Jerusalem Mayor Nir Barkat confirmed this at a lavish press conference – complete with champagne and hors d’oeuvres – held on Tuesday at the site that will become a 16-screen movie, entertainment and restaurant complex by June 2015.
“It is a private venture,” said Barkat. “And it will be open and will operate within the status quo.” He pointed out that this is not a departure from the current state of affairs, noting, “Movie theaters are open on Shabbat in Jerusalem and will continue to operate on Shabbat... the movie theaters [in this complex] will be open on Shabbat.”
In contrast, the recently-opened Cinema City movie complex near the Supreme Court will remain closed on Shabbat. The 19-screen, eight-floor facility is built on public land leased from the Finance Ministry, and the Supreme Court ruled in March in response to an appeal by its owners that Cinema City must close on Friday night and Saturday. The owners of Cinema City have said that once the Yes Planet Sherover Cultural Center opens it will represent unfair competition.
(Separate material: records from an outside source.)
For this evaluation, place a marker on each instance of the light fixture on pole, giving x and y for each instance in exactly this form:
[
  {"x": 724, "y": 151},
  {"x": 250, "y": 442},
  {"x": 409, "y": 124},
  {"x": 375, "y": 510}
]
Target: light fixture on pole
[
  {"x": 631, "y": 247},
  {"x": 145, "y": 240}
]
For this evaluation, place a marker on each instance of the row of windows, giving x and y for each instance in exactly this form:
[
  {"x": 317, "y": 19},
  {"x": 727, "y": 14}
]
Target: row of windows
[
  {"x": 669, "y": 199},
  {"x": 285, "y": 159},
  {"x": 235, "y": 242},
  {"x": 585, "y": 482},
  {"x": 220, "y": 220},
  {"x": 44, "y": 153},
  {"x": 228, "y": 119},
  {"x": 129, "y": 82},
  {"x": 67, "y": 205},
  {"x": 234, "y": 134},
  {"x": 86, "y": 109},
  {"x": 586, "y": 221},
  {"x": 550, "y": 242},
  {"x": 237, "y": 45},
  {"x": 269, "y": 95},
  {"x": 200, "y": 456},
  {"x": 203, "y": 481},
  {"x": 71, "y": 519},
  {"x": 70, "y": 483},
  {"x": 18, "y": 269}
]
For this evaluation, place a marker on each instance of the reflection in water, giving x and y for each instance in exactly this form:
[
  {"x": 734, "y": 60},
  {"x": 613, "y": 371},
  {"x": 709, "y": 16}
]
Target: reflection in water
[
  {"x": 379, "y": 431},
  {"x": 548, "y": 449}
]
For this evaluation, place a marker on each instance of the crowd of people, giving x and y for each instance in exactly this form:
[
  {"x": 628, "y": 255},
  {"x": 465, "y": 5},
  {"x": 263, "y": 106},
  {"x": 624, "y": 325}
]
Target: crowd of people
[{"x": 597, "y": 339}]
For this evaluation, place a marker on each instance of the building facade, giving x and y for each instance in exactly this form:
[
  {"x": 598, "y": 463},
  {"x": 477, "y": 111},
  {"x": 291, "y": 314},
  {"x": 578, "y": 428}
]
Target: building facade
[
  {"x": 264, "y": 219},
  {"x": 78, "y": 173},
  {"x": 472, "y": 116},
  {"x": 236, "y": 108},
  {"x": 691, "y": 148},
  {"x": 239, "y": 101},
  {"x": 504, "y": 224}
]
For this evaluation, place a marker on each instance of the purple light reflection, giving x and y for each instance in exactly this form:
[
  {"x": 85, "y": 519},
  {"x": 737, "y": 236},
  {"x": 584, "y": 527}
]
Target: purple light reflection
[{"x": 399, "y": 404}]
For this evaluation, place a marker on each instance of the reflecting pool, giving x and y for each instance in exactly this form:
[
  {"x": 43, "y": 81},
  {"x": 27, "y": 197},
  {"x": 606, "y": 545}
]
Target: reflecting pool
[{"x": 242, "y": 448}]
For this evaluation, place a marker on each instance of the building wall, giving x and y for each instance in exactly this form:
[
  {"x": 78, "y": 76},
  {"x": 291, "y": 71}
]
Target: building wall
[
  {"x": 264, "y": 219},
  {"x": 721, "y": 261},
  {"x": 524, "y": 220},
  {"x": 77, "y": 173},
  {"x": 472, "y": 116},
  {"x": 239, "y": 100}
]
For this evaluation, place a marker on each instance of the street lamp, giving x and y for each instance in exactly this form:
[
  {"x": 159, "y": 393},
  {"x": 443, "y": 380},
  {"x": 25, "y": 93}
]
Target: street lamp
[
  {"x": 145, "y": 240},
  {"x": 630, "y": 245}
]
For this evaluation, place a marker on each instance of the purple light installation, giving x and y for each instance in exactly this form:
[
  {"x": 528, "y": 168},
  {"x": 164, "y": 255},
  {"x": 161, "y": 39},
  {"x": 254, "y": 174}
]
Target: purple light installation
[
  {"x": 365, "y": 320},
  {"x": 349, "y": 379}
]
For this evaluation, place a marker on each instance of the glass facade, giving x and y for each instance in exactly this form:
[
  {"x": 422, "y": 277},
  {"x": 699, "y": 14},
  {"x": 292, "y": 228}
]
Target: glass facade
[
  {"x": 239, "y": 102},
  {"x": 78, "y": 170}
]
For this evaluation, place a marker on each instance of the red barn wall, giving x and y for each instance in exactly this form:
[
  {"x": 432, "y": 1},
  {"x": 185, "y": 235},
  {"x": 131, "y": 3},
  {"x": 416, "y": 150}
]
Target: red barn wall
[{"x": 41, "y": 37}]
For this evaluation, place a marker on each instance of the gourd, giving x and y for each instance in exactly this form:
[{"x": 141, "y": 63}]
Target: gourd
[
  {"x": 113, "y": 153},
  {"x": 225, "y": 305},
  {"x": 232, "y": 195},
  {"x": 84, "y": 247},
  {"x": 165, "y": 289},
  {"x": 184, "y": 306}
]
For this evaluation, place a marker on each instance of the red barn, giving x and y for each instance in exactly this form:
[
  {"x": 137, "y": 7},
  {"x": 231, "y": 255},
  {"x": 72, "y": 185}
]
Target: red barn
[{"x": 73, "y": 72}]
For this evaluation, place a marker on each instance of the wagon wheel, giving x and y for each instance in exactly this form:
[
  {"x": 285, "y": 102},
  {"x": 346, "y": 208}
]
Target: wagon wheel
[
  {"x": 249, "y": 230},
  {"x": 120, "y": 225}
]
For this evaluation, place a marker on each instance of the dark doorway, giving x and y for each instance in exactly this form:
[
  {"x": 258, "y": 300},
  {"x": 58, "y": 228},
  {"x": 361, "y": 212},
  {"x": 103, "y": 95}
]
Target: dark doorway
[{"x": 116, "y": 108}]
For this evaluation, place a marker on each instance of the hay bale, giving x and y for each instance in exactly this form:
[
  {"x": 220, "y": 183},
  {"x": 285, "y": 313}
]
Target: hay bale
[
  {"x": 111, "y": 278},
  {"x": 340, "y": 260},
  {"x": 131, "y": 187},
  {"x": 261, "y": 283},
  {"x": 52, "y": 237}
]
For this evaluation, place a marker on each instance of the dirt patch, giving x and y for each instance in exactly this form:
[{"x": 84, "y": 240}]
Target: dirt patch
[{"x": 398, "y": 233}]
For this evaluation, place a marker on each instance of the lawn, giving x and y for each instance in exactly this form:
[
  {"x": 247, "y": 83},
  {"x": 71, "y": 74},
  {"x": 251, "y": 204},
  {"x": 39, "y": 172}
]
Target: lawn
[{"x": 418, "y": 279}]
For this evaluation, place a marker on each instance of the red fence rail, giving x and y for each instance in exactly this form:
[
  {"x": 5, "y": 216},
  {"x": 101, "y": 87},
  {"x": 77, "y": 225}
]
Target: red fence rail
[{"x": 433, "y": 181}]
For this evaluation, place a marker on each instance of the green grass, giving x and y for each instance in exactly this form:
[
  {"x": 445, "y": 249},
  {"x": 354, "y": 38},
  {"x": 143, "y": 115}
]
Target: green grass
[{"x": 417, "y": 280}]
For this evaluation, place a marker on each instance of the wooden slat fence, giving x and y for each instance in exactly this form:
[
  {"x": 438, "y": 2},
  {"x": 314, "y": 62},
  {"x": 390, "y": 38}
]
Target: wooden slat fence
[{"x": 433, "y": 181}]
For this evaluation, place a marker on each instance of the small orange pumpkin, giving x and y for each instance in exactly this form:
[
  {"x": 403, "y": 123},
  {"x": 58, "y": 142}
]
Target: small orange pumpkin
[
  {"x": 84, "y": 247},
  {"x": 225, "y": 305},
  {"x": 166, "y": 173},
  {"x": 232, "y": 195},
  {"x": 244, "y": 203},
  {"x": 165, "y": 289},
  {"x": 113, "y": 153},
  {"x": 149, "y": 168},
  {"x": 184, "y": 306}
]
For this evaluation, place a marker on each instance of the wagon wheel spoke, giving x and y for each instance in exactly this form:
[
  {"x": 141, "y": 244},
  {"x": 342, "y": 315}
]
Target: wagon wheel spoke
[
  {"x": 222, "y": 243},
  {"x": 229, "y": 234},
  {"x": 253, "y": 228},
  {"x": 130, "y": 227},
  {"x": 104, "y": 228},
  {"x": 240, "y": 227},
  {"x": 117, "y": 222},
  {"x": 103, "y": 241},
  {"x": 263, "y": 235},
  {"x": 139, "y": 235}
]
At the open-air press reception on Tuesday, Barkat noted another factor that will be an advantage for Yes Planet: the incredible beauty of the view east from Abu Tor, where the theaters will be situated on a hilltop on Naomi Street.
“Looking at the view and the amazing location of this new complex reminds me that there are some things money can’t buy, and this is one of them,” he said, raising his hand to indicate the rolling hills of Jerusalem and the Judean desert.
He spoke enthusiastically of the many new cultural and commercial projects planned for Jerusalem, and said that cooperation between the public and private sectors in Jerusalem would eventually revitalize the city.
“This NIS 150 million investment by Yes Planet will add value to the city,” he said.
Muki Gredinger, the CEO of Yes Planet, said that the complex would feature 16 screens, among them an IMAX theater, as well as auditoriums that use DX4 technology, which is intended to make the viewer feel that he is right up on the screen with the actors. Gredinger said that this would be the second IMAX theater in Israel.
The complex will also feature many other attractions, including stores and restaurants, some of which will be kosher and will be closed on Shabbat, according to Uzi Wexler, chairman of the Sherover Foundation.
Wexler said that the complex would become a new cultural center that would cover its own costs and would not need to rely on donations.
The crowd of reporters, many of whom were bussed in from Tel Aviv for the event, were shown short films about DX4 technology and also about IMAX, where prominent directors such as Michael Bay, Alfonso Cuaron and Zack Snyder extolled the virtues of IMAX technology.
“It takes your movie and puts it on steroids,” said Snyder, as snippets of car chases and space walks were shown, which were a bit incongruous alongside the gorgeous view and soundtrack of chirping birds.
Gredinger outlined the history of Yes Planet and its parent company, Cinema City International (not to be confused with Cinema City, the other Israeli chain), at length, from its beginning in 1930 when it opened the Ein Dor Cinema in Haifa, to the present, when it operates 966 screens in Israel and its recent merger with Cineworld in England has made it the second- largest film exhibitor in Europe.
While this corporate history may hold interest for businesspeople, for Jerusalem movie-lovers the 16 additional screens will be the main event, and will be worth waiting a year for.